The family statement released Friday through a personal injury law firm says 40-year-old Joshua D. Brown was passionate about technological advancement. The Canton man was so enamored with his Tesla Model S sedan that he nicknamed the car “Tessy” and praised the safety benefits of its sophisticated “Autopilot” system.
He was killed May 7 in Williston, Florida. Statements by the government and the automaker said his car’s cameras failed to distinguish the white side of a turning tractor-trailer from a brightly lit sky and didn’t automatically activate its brakes.
The fatal crash of a high-tech car set on “Autopilot” is a crash that auto industry knew was coming but still feared.
Now the fatal crash of a Tesla Motors car could add to the public’s apprehension of driverless cars even before they reach the road in big numbers.

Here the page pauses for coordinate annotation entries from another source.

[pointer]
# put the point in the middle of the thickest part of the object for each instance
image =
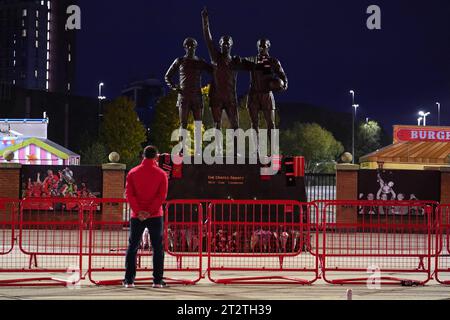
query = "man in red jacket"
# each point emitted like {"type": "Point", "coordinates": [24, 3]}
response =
{"type": "Point", "coordinates": [146, 191]}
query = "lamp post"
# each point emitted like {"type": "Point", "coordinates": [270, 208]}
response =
{"type": "Point", "coordinates": [424, 115]}
{"type": "Point", "coordinates": [439, 113]}
{"type": "Point", "coordinates": [100, 98]}
{"type": "Point", "coordinates": [352, 93]}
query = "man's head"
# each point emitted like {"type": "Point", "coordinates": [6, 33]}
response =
{"type": "Point", "coordinates": [226, 43]}
{"type": "Point", "coordinates": [264, 46]}
{"type": "Point", "coordinates": [151, 153]}
{"type": "Point", "coordinates": [190, 45]}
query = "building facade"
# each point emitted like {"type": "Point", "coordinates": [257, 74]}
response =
{"type": "Point", "coordinates": [145, 95]}
{"type": "Point", "coordinates": [36, 50]}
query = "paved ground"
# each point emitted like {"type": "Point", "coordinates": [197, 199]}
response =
{"type": "Point", "coordinates": [208, 291]}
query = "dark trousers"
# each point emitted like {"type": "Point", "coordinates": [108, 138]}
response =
{"type": "Point", "coordinates": [156, 230]}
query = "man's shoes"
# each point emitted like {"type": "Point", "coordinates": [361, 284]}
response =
{"type": "Point", "coordinates": [159, 285]}
{"type": "Point", "coordinates": [128, 285]}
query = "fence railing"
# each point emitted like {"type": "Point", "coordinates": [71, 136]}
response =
{"type": "Point", "coordinates": [57, 241]}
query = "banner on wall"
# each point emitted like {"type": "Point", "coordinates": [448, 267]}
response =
{"type": "Point", "coordinates": [421, 134]}
{"type": "Point", "coordinates": [398, 185]}
{"type": "Point", "coordinates": [61, 182]}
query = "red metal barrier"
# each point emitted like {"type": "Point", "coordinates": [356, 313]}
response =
{"type": "Point", "coordinates": [391, 242]}
{"type": "Point", "coordinates": [443, 245]}
{"type": "Point", "coordinates": [8, 219]}
{"type": "Point", "coordinates": [261, 242]}
{"type": "Point", "coordinates": [49, 243]}
{"type": "Point", "coordinates": [108, 243]}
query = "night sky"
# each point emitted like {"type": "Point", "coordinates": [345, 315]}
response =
{"type": "Point", "coordinates": [324, 46]}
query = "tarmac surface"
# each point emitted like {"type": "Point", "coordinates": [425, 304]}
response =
{"type": "Point", "coordinates": [205, 290]}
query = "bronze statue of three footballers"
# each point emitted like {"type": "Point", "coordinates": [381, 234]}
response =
{"type": "Point", "coordinates": [267, 76]}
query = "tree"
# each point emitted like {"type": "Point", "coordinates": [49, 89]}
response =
{"type": "Point", "coordinates": [122, 132]}
{"type": "Point", "coordinates": [368, 139]}
{"type": "Point", "coordinates": [317, 145]}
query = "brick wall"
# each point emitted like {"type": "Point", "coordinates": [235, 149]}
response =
{"type": "Point", "coordinates": [113, 188]}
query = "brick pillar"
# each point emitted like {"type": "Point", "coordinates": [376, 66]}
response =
{"type": "Point", "coordinates": [113, 188]}
{"type": "Point", "coordinates": [445, 185]}
{"type": "Point", "coordinates": [10, 180]}
{"type": "Point", "coordinates": [347, 189]}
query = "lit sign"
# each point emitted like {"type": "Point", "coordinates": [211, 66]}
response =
{"type": "Point", "coordinates": [423, 134]}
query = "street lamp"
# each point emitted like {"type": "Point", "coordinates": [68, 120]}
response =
{"type": "Point", "coordinates": [352, 93]}
{"type": "Point", "coordinates": [424, 115]}
{"type": "Point", "coordinates": [439, 113]}
{"type": "Point", "coordinates": [100, 96]}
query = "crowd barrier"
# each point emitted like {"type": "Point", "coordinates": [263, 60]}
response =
{"type": "Point", "coordinates": [271, 240]}
{"type": "Point", "coordinates": [391, 243]}
{"type": "Point", "coordinates": [46, 238]}
{"type": "Point", "coordinates": [443, 245]}
{"type": "Point", "coordinates": [108, 243]}
{"type": "Point", "coordinates": [62, 241]}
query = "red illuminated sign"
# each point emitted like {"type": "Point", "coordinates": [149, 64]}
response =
{"type": "Point", "coordinates": [424, 134]}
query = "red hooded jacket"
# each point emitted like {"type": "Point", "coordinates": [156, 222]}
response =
{"type": "Point", "coordinates": [146, 189]}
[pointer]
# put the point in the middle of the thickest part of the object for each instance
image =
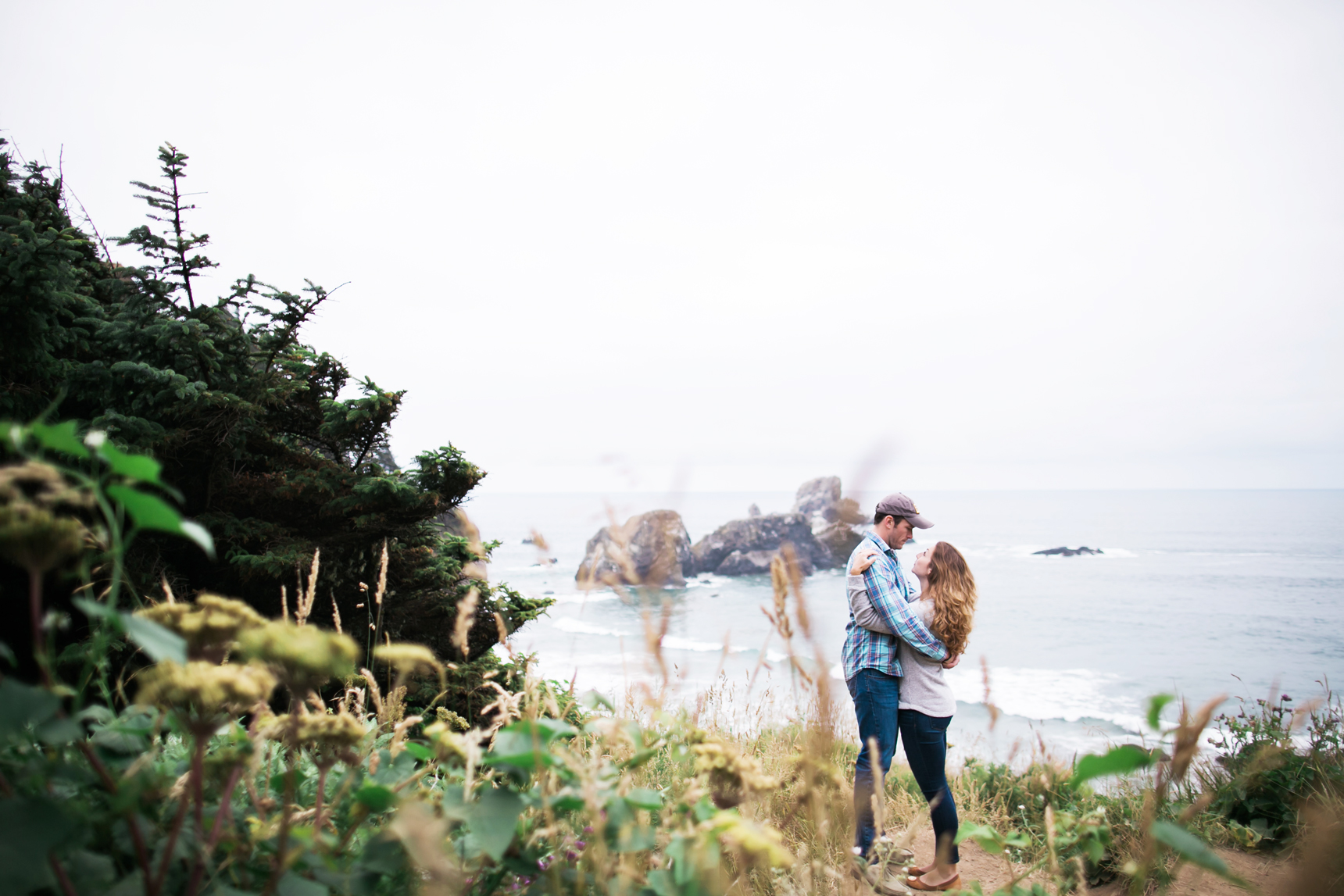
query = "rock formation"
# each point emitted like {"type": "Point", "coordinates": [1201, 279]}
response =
{"type": "Point", "coordinates": [838, 523]}
{"type": "Point", "coordinates": [750, 543]}
{"type": "Point", "coordinates": [651, 548]}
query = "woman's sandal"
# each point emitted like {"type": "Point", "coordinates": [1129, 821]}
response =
{"type": "Point", "coordinates": [952, 883]}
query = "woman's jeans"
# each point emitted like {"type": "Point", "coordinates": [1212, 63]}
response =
{"type": "Point", "coordinates": [877, 698]}
{"type": "Point", "coordinates": [926, 750]}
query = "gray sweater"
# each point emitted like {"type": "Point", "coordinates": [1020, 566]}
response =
{"type": "Point", "coordinates": [924, 687]}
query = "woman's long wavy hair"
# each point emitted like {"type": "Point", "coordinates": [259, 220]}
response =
{"type": "Point", "coordinates": [953, 593]}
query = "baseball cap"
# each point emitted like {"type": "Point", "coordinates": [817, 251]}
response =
{"type": "Point", "coordinates": [898, 504]}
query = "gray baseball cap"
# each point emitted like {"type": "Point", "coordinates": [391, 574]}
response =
{"type": "Point", "coordinates": [898, 504]}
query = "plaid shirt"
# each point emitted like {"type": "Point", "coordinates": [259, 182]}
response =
{"type": "Point", "coordinates": [890, 595]}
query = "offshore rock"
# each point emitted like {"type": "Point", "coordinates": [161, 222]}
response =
{"type": "Point", "coordinates": [757, 563]}
{"type": "Point", "coordinates": [651, 548]}
{"type": "Point", "coordinates": [817, 498]}
{"type": "Point", "coordinates": [760, 534]}
{"type": "Point", "coordinates": [840, 539]}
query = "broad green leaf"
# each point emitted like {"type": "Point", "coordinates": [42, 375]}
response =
{"type": "Point", "coordinates": [55, 733]}
{"type": "Point", "coordinates": [1155, 709]}
{"type": "Point", "coordinates": [420, 751]}
{"type": "Point", "coordinates": [151, 512]}
{"type": "Point", "coordinates": [201, 535]}
{"type": "Point", "coordinates": [23, 705]}
{"type": "Point", "coordinates": [494, 819]}
{"type": "Point", "coordinates": [136, 466]}
{"type": "Point", "coordinates": [147, 511]}
{"type": "Point", "coordinates": [375, 797]}
{"type": "Point", "coordinates": [1192, 848]}
{"type": "Point", "coordinates": [59, 437]}
{"type": "Point", "coordinates": [95, 610]}
{"type": "Point", "coordinates": [644, 798]}
{"type": "Point", "coordinates": [1118, 761]}
{"type": "Point", "coordinates": [156, 641]}
{"type": "Point", "coordinates": [295, 886]}
{"type": "Point", "coordinates": [30, 829]}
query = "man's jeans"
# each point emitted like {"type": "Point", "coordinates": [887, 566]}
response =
{"type": "Point", "coordinates": [877, 698]}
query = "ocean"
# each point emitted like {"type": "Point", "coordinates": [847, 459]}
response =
{"type": "Point", "coordinates": [1195, 593]}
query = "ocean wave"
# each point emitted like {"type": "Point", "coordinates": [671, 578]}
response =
{"type": "Point", "coordinates": [576, 626]}
{"type": "Point", "coordinates": [1067, 694]}
{"type": "Point", "coordinates": [582, 597]}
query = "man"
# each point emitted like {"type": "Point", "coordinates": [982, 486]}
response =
{"type": "Point", "coordinates": [871, 668]}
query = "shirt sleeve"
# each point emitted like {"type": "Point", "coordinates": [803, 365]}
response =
{"type": "Point", "coordinates": [895, 612]}
{"type": "Point", "coordinates": [862, 608]}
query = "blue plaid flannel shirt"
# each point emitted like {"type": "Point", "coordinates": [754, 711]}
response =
{"type": "Point", "coordinates": [890, 595]}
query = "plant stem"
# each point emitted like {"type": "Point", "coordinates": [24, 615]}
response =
{"type": "Point", "coordinates": [35, 613]}
{"type": "Point", "coordinates": [62, 877]}
{"type": "Point", "coordinates": [136, 838]}
{"type": "Point", "coordinates": [198, 869]}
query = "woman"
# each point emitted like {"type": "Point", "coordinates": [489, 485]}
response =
{"type": "Point", "coordinates": [946, 605]}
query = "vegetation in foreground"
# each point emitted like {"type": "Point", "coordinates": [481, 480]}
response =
{"type": "Point", "coordinates": [167, 746]}
{"type": "Point", "coordinates": [216, 766]}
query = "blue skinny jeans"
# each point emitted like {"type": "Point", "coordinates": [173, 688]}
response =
{"type": "Point", "coordinates": [926, 750]}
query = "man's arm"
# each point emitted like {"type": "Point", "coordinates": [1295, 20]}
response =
{"type": "Point", "coordinates": [892, 606]}
{"type": "Point", "coordinates": [860, 608]}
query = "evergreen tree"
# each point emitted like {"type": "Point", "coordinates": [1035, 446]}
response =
{"type": "Point", "coordinates": [244, 416]}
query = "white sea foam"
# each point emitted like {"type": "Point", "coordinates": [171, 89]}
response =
{"type": "Point", "coordinates": [584, 597]}
{"type": "Point", "coordinates": [576, 626]}
{"type": "Point", "coordinates": [1069, 694]}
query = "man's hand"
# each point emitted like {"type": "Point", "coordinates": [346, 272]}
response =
{"type": "Point", "coordinates": [864, 559]}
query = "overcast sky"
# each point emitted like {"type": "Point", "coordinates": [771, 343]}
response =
{"type": "Point", "coordinates": [730, 246]}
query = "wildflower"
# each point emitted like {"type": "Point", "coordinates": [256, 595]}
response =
{"type": "Point", "coordinates": [203, 691]}
{"type": "Point", "coordinates": [210, 626]}
{"type": "Point", "coordinates": [409, 660]}
{"type": "Point", "coordinates": [37, 531]}
{"type": "Point", "coordinates": [758, 841]}
{"type": "Point", "coordinates": [729, 774]}
{"type": "Point", "coordinates": [306, 657]}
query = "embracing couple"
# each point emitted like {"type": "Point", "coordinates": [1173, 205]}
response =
{"type": "Point", "coordinates": [897, 645]}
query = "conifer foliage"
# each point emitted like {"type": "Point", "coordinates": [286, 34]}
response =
{"type": "Point", "coordinates": [248, 421]}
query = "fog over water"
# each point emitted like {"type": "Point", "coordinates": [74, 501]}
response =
{"type": "Point", "coordinates": [1185, 599]}
{"type": "Point", "coordinates": [707, 246]}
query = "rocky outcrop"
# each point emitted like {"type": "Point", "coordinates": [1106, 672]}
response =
{"type": "Point", "coordinates": [836, 522]}
{"type": "Point", "coordinates": [750, 539]}
{"type": "Point", "coordinates": [757, 563]}
{"type": "Point", "coordinates": [1067, 552]}
{"type": "Point", "coordinates": [840, 539]}
{"type": "Point", "coordinates": [651, 548]}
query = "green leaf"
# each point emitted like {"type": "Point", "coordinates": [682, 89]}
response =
{"type": "Point", "coordinates": [156, 641]}
{"type": "Point", "coordinates": [147, 511]}
{"type": "Point", "coordinates": [1155, 709]}
{"type": "Point", "coordinates": [494, 819]}
{"type": "Point", "coordinates": [151, 512]}
{"type": "Point", "coordinates": [59, 437]}
{"type": "Point", "coordinates": [1118, 761]}
{"type": "Point", "coordinates": [30, 829]}
{"type": "Point", "coordinates": [55, 733]}
{"type": "Point", "coordinates": [375, 797]}
{"type": "Point", "coordinates": [420, 751]}
{"type": "Point", "coordinates": [23, 705]}
{"type": "Point", "coordinates": [95, 610]}
{"type": "Point", "coordinates": [134, 466]}
{"type": "Point", "coordinates": [644, 798]}
{"type": "Point", "coordinates": [295, 886]}
{"type": "Point", "coordinates": [1191, 848]}
{"type": "Point", "coordinates": [524, 743]}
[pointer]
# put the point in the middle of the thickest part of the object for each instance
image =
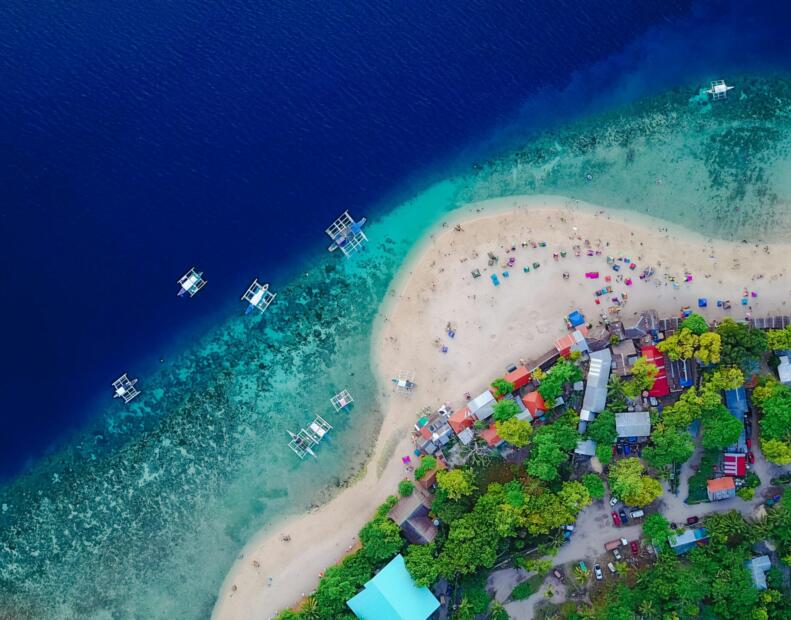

Most major automakers and technology companies, including Google and Uber, are working on fully autonomous cars, and have worried that a highly publicized crash could hurt those efforts.
An Ohio man was killed in Florida in May when the cameras on his car didn’t distinguish the white side of a turning tractor trailer.
A driver so enamored of his Tesla Model S sedan that he nicknamed the car “Tessy” and praised the safety benefits of its sophisticated “Autopilot” system has become the first U.S. fatality in a wreck involving a car in self-driving mode.
The National Highway Traffic Safety Administration announced the driver’s death Thursday, and said it is investigating the design and performance of the Autopilot system.
Forty-year-old Joshua D. Brown of Canton, Ohio, the owner of a technology company, was killed May 7 in Williston, Florida, when his car’s cameras failed to distinguish the white side of a turning tractor-trailer from a brightly lit sky and didn’t automatically activate its brakes, according to statements by the government and the automaker. Just one month earlier, Brown had credited the Autopilot system for preventing a collision on an interstate.
Sixty-two-year-old Frank Baressi, the driver of the truck and owner of Okemah Express LLC, said the Tesla driver was “playing Harry Potter on the TV screen” at the time of the crash and driving so quickly that “he went so fast through my trailer I didn’t see him.”